An Unexpected Find
Junior Livia Barrett has found new passion and perception through her work at the Auburn University Rural Studio.
Barrett grew up in Hoover, Alabama. She calls herself a “hippy child,” and said she always felt uncomfortable living in the South.
“I felt like I saw a lot of cruelty and injustice when I was little,” Barrett said. “People didn’t respect each other, and I saw a lot of that. I always thought I wanted to get out of the South.”
As she researched options for career paths, she realized that architecture married her love for physics and art perfectly. Auburn’s ranking as Design Intelligence’s eighth in the country for undergraduate architecture was hard for Barrett to resist.
Courses in the School of Architecture, Planning and Landscape Architecture focus on sustainable design, the history of architecture, building science and studio drawing.
Third years in the school, like Barrett, have the opportunity to work at one of the two design-build practice studios the university works with, Urban Studio in Birmingham or Rural Studio in Hale County.
Rural Studio, founded by Auburn professors Dennis K. Ruth and Samuel Mockbee, is a space for students to practice their skills while serving the community members of the second poorest county in the state.

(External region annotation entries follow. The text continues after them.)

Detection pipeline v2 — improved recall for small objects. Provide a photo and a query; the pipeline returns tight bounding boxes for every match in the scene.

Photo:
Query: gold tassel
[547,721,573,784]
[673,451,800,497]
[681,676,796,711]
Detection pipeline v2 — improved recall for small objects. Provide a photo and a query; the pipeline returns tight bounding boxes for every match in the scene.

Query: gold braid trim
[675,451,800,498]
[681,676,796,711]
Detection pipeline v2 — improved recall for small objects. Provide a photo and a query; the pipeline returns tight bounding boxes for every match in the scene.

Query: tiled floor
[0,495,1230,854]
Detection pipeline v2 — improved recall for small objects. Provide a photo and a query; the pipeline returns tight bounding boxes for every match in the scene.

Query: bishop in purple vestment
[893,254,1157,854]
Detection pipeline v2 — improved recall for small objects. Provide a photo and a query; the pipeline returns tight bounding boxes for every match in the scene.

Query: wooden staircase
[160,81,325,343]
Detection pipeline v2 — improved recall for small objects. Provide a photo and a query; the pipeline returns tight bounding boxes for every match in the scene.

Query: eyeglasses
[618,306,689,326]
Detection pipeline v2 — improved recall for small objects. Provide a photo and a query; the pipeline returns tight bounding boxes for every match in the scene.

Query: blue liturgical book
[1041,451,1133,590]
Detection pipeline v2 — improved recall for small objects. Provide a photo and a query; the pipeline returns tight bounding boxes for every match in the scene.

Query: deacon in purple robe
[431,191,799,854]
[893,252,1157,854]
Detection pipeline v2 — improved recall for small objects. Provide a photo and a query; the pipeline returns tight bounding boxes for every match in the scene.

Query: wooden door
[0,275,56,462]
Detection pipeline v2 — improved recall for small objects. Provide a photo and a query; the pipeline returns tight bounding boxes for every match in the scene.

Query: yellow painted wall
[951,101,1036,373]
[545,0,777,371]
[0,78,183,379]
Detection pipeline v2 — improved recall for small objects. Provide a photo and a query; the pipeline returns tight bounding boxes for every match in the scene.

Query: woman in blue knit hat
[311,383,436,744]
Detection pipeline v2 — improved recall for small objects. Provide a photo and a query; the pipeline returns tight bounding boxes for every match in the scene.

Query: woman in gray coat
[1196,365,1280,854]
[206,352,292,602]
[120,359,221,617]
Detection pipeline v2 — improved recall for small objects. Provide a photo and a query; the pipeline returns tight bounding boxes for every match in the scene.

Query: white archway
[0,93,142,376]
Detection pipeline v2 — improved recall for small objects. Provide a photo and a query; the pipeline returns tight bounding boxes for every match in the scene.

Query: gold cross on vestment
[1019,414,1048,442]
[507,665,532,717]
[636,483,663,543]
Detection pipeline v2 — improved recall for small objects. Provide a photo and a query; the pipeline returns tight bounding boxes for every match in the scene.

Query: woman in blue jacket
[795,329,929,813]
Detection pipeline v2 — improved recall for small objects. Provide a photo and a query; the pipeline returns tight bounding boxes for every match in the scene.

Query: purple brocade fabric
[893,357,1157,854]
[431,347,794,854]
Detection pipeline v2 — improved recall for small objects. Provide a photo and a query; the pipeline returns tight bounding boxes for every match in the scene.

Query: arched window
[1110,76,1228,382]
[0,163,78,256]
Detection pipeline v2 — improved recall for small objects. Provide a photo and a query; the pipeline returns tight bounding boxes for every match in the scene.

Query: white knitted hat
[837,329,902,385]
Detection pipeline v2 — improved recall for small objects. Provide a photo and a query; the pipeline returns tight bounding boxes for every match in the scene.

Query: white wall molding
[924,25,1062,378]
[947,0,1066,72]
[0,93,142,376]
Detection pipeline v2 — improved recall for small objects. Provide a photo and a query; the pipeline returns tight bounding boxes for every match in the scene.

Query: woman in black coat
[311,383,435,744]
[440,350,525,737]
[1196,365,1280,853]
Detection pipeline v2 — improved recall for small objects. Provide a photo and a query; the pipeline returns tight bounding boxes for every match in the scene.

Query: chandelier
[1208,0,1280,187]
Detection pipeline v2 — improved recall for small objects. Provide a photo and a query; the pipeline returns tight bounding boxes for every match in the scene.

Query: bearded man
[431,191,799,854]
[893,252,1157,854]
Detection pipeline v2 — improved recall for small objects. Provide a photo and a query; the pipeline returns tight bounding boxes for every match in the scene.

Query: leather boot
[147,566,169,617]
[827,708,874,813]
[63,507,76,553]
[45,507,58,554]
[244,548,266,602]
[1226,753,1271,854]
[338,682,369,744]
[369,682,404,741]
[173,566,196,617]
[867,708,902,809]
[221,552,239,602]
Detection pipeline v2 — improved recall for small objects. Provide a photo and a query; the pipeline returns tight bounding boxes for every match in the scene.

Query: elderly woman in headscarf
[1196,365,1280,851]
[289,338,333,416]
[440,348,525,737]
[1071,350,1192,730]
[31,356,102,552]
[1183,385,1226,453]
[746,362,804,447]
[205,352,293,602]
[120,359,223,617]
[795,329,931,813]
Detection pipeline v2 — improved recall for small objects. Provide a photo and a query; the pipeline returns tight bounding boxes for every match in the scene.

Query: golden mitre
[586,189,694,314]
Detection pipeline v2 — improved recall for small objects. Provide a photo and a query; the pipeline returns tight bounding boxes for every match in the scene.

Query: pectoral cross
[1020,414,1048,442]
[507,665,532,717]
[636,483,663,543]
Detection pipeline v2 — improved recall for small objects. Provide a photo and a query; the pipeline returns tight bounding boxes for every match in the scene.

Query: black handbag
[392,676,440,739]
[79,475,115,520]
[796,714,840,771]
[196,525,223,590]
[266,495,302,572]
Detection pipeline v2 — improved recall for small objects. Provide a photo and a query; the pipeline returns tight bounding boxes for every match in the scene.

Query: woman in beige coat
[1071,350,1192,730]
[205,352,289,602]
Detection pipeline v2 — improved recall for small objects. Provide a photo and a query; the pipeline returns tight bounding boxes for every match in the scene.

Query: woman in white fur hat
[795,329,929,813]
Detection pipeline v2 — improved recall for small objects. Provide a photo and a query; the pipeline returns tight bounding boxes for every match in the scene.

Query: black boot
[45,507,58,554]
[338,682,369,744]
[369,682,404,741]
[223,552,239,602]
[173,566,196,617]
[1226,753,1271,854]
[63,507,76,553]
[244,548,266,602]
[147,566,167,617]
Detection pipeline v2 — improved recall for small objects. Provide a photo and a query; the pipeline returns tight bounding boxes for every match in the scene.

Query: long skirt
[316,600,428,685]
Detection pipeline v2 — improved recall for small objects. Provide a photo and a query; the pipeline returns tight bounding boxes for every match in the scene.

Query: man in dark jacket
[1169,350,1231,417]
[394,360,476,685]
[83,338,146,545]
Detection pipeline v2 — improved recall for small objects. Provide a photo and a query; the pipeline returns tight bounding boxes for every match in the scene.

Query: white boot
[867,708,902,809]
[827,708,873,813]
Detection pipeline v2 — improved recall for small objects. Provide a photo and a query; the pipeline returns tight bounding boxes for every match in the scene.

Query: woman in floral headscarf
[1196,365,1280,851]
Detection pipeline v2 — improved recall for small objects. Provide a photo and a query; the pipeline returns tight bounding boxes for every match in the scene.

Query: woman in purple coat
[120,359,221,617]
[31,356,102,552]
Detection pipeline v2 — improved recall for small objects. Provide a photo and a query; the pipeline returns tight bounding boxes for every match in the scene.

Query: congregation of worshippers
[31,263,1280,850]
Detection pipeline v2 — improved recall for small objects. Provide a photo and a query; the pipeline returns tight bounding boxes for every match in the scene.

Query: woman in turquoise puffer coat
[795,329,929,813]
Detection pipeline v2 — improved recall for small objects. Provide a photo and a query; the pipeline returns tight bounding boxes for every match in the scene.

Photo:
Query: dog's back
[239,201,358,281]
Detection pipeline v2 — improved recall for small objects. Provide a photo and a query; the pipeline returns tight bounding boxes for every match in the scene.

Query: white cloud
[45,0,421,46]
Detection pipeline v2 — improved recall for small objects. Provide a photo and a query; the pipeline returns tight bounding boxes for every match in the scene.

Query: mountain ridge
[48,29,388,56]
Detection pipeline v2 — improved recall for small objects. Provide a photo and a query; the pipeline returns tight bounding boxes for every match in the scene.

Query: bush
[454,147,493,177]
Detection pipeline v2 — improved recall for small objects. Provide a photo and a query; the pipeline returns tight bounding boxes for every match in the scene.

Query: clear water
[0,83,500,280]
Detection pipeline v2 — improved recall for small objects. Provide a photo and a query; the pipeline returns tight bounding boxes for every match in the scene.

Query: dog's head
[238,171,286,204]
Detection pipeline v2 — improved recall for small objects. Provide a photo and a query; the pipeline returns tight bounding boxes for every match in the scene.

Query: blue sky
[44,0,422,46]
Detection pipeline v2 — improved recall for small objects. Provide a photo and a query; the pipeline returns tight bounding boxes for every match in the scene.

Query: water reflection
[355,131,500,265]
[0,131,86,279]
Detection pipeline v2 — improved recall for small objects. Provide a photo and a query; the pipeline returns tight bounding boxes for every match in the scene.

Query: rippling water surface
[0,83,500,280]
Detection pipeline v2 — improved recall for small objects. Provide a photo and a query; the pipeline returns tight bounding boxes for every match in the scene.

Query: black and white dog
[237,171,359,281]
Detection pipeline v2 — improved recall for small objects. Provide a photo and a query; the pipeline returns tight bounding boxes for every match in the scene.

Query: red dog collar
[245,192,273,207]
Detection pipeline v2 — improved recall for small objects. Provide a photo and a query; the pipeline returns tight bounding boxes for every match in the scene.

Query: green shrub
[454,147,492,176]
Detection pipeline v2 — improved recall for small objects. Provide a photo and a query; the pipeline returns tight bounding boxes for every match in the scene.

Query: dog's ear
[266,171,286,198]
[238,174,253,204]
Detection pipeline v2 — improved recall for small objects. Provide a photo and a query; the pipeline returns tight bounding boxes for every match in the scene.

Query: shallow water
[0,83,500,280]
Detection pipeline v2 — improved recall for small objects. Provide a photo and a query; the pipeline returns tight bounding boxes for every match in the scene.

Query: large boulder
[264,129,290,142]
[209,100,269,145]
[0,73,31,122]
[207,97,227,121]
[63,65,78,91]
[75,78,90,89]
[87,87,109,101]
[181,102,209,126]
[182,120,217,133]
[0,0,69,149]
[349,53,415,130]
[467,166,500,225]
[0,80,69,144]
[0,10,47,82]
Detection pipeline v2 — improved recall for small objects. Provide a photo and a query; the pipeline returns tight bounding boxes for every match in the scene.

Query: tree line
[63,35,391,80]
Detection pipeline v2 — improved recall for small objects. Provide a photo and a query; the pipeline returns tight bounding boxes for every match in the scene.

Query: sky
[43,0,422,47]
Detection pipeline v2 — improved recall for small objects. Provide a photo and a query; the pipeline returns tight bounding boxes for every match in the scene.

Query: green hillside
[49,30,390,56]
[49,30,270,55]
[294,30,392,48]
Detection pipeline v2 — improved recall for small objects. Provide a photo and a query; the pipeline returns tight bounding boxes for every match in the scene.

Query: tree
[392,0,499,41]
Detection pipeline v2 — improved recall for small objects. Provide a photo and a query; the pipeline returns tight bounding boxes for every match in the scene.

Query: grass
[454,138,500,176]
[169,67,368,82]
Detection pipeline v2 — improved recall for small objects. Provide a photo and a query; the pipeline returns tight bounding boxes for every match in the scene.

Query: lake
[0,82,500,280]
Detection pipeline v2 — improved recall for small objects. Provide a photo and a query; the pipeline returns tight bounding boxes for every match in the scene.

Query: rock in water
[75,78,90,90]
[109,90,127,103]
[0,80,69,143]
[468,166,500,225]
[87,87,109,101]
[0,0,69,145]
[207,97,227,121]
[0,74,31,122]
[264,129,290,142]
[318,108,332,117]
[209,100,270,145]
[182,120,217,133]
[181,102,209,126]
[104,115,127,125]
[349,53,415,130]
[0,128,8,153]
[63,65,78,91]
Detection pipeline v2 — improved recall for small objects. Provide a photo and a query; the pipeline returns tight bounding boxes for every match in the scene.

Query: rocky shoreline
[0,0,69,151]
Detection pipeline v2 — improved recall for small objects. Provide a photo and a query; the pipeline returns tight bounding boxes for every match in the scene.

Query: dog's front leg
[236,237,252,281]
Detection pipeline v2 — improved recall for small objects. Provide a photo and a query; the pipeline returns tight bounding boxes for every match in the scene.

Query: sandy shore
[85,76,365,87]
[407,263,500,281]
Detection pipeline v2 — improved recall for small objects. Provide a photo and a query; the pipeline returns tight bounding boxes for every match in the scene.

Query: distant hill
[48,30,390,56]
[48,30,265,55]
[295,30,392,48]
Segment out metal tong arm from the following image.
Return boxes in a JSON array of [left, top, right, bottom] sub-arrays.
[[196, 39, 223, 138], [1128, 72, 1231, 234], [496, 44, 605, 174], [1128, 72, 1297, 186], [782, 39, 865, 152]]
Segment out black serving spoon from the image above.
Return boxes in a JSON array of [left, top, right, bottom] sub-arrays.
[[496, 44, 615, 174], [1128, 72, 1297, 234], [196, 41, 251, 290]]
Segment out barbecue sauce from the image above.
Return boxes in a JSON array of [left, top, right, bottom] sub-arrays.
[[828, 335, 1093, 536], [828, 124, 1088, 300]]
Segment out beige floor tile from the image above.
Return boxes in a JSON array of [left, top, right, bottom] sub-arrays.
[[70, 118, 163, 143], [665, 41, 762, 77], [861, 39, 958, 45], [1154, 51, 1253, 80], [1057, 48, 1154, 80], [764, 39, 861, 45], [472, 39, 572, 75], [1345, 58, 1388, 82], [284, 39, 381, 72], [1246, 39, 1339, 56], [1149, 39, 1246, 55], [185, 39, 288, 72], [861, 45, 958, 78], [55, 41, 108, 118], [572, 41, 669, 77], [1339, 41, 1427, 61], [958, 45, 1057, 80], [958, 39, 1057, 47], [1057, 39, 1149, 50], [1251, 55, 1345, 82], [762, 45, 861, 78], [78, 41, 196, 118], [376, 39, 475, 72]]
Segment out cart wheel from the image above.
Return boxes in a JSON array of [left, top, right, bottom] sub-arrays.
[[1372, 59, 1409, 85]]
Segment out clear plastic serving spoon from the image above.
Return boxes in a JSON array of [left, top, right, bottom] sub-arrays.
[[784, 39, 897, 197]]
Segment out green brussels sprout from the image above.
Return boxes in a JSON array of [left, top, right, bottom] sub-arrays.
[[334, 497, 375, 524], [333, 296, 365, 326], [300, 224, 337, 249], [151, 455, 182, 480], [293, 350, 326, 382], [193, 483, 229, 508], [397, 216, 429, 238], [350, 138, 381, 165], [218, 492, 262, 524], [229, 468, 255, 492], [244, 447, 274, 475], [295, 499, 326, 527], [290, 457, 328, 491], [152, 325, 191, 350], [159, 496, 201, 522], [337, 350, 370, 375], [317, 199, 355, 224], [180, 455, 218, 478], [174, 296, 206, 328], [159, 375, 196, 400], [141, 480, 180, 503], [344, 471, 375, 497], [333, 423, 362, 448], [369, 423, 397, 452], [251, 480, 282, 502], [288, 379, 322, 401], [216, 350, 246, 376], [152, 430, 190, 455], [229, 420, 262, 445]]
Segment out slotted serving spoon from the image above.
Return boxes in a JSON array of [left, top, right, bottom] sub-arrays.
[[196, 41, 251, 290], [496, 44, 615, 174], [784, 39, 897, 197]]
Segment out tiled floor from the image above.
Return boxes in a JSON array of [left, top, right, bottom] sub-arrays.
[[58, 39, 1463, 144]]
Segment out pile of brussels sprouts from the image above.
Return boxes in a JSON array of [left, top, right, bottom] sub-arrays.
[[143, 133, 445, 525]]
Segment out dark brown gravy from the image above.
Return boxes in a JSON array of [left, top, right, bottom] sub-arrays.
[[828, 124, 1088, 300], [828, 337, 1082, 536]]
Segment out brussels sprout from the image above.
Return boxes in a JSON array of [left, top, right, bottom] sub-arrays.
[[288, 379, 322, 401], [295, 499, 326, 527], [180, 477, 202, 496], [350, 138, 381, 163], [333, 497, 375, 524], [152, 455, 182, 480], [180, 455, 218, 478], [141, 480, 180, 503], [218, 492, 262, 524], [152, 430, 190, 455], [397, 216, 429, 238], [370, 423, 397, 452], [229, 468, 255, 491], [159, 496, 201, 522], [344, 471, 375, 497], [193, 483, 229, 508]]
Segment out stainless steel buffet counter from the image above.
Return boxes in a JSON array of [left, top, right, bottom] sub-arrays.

Students are challenged to break traditional opinions of materials and design–even using old tires or stacks or carpet samples–and open their minds to a human-centered design approach.
The studio began researching in 2005 how to build beautiful, affordable, durable homes known as “the 20k Home” product line. The goal is to design a home that appreciates in value for residents who are unable to qualify for credit. Contractors can build the product line houses for the amount of money a government loan allows.
Barrett’s team of third-year students are working on a version 10 20k Home for a woman named Ree, who has lived in a trailer home for 44 years
Barrett and her peers started by diagraming several home designs to compare the advantages and disadvantages of each. They interviewed Ree and documented how she lives.
A New Perspective
Working with Ree at the Rural Studio is more than a school project to Barrett.
“It’s a really humbling environment in general,” she said. “Rural Studio showed me there’s so much good going on right here in the state and so much to do to help rural Alabama.”
“You just see how some people live and how they deserve more,” Barrett said. “They’re poor, or may have fallen into hard times, but they still deserve a lot. It’s so eye-opening.”
A New Dream
Barrett hopes to work for or start her own design-build firm in rural Mississippi. Her dream is to help improve the conditions in Pass Christian, a coastal town working to recover from Hurricane Katrina.
“These poor, rural communities are going to come under a lot of stress as people move towards cities,” she said. “There are whole industries that support the people down here. This is where the truck drivers live that bring us materials we need. I had no idea there were such great people who came from here.”
Barrett recommends having “confidence and exploring,” to anyone interested in architecture.
“We’re definitely a tight-knit group,” she said. “We really support each other and the professors become your pals. They’re people I can go and talk to about anything. I’m just so glad this is my life.”